Siempre nos preguntamos por qué para los adultos resulta tan difícil ser felices. A veces, los espiábamos en aquellas noches de fiesta, ataviados de joyas y condecoraciones honrosas que jamás logramos comprender, menos hoy, a nuestros diecisiete años.

Una noche, turnándome con Vicente para observar desde el diminuto ojo de la cerradura, tarde nos percatamos de que ágiles pasos se acercaban a la puerta. Vicente tomó mi mano y corrimos a escondernos en un jardín interior de mi hogar.

—Siempre he soñado con compartir junto a los que habitan en los lugares apartados de la gran ciudad —dijo—, allá donde el dolor de los desposeídos quema las entrañas. Llegará el día en que seré adulto ante los ojos de mi padre y descubriré el mundo de los olvidados, donde la vida brota y grita con impresionante fervor.

Un manto de tristeza me envolvió. Vicente me miró largo tiempo. Luego, se posó con agilidad sobre la base de una enorme maceta vacía, que mucho trabajo le llevó dejar boca abajo. Adoptó ademanes solemnes e hizo una reverencia.

—Emilia Carpentier, yo, Vicente Dubois, prometo ante estas estrellas y Dios, testigo de mis palabras, que jamás te dejaré sola y que en cada camino que tome en mi vida, tú estarás conmigo. Cuando mi adolescencia vista de adultez ante los ojos de mi padre, vestirás mis trajes y esconderás tu cabello a la vista del mundo, y recorreremos juntos los caminos de los olvidados, los espacios donde fluye a corazón abierto la vida del hombre, el artista y el intelectual.

»También las tabernas, donde habita un ser humano casi extinto, hombres libres de cadenas impuestas por la sociedad, eternos lectores de libros infinitos que explayan los límites de sus mentes y sus conciencias. Y otros que, distantes y consumidos por el licor, aferrando una botella en sus manos, evaden sus desgraciadas existencias. En los burdeles también has de andar junto a mí, porque mi padre dice que no existe mayor escuela en esta vida que el dolor en los ojos de aquellas desdichadas que la vida olvidó.

»Beberemos de la vida los tragos más dulces y amargos, pero juntos, mi gran amiga, mi noble hermana. Si no fuera así, dime: ¿quién me sostendrá en las noches de juerga, cuando el licor cause estragos en mí?

Luego entrecerró sus ojos como un niño travieso.
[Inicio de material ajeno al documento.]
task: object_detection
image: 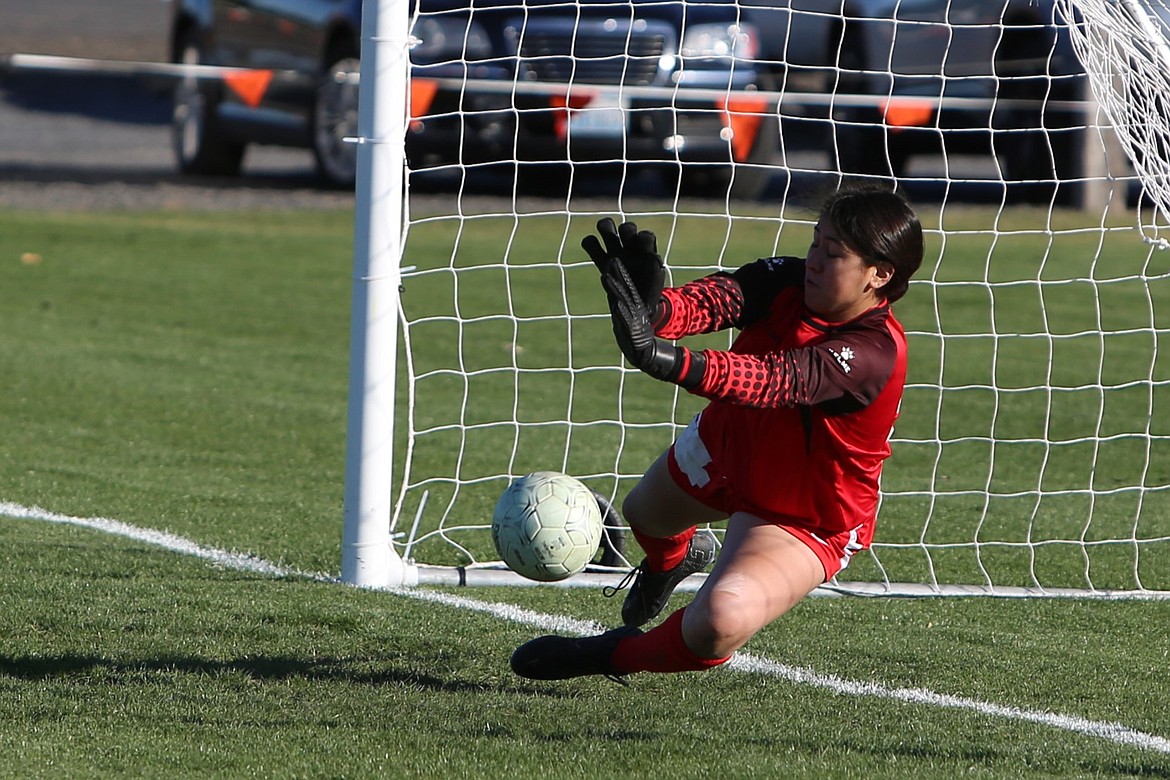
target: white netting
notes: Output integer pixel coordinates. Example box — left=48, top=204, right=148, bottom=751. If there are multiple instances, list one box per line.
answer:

Le devolví la mirada con el mismo aire y reímos.

Vicente, mi amado hermano que esta vida me ofrendó a falta de uno sanguíneo, es mi confidente y el motivo de mis risas constantes. Es un loco sin igual.

No logro recordar cuántas veces nos ha encontrado la noche riendo a carcajadas. Otras, abrazados ante un dolor innombrable, y no rara vez, como hoy, huyendo del alboroto acaecido en la taberna.
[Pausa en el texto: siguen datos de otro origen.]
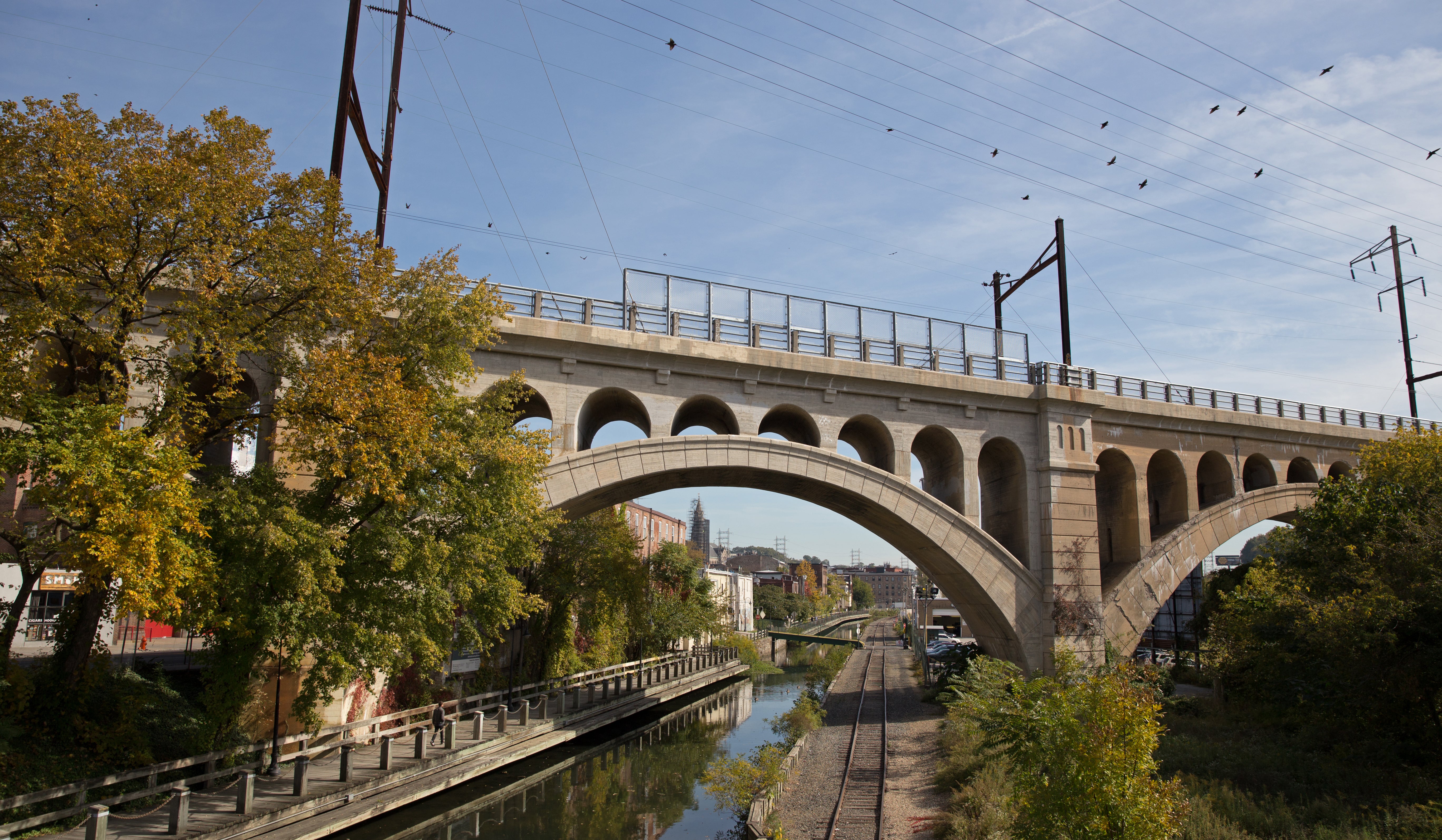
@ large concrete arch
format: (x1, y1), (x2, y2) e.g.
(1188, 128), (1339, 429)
(1102, 484), (1317, 656)
(542, 435), (1050, 671)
Sin duda, esta noche el alcohol sobrepasó los límites de algunos que, en medio del aire enrarecido, despertaron sentimientos dormidos al hablar sobre los preparativos en París para la celebración del centenario de la toma de la Bastilla. De pronto, un hombre, a sabiendas de que en la taberna se enarbolaban banderas políticas de antaño, comenzó a gritar:

—¡Viva Napoleón Bonaparte y la Revolución!

Esto provocó fuertes repercusiones en los fieles a la monarquía. A lo lejos, un hombre respondió enardecido:

—¡Napoleón fue el dictador más grande que ha visto Francia!
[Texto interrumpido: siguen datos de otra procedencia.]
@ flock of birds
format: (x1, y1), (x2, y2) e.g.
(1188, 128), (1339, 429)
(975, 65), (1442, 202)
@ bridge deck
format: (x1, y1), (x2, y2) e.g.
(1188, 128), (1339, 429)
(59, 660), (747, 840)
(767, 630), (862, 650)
—¡Maldito tirano conspirador! ¡Eterna alma errante que en la isla Santa Elena durante años quedó reprimida, pagando sus culpas en recuerdo de su traición a la monarquía!

Los improperios no se hicieron esperar, volaron sillas y golpes de los que creí no escapar. Al otro lado de la mesa, Vicente me miraba preocupado, mientras golpeaba a un hombre que, con la intención de agredirlo, se fue encima de él sin mediar palabra. En medio de la refriega, me gritaba que corriera hacia la salida.

Me parece que no existe en Francia, menos aún en las grandes ciudades, otro tema que no sea los festejos que tendrán lugar en París el 14 de julio del próximo año. Crece con mayor fervor el rumor del arribo a Europa de un barco que trae nativos de tierras lejanas. Algunos de ellos, según buenas fuentes, serán exhibidos junto a un símbolo de hierro que se levanta en honor al centenario de la toma de la Bastilla, en el Campo de Marte, a las orillas del río Sena, símbolo que mucha controversia ha causado en tantos artistas. Sin duda, la naciente Torre Eiffel será motivo de grandes debates.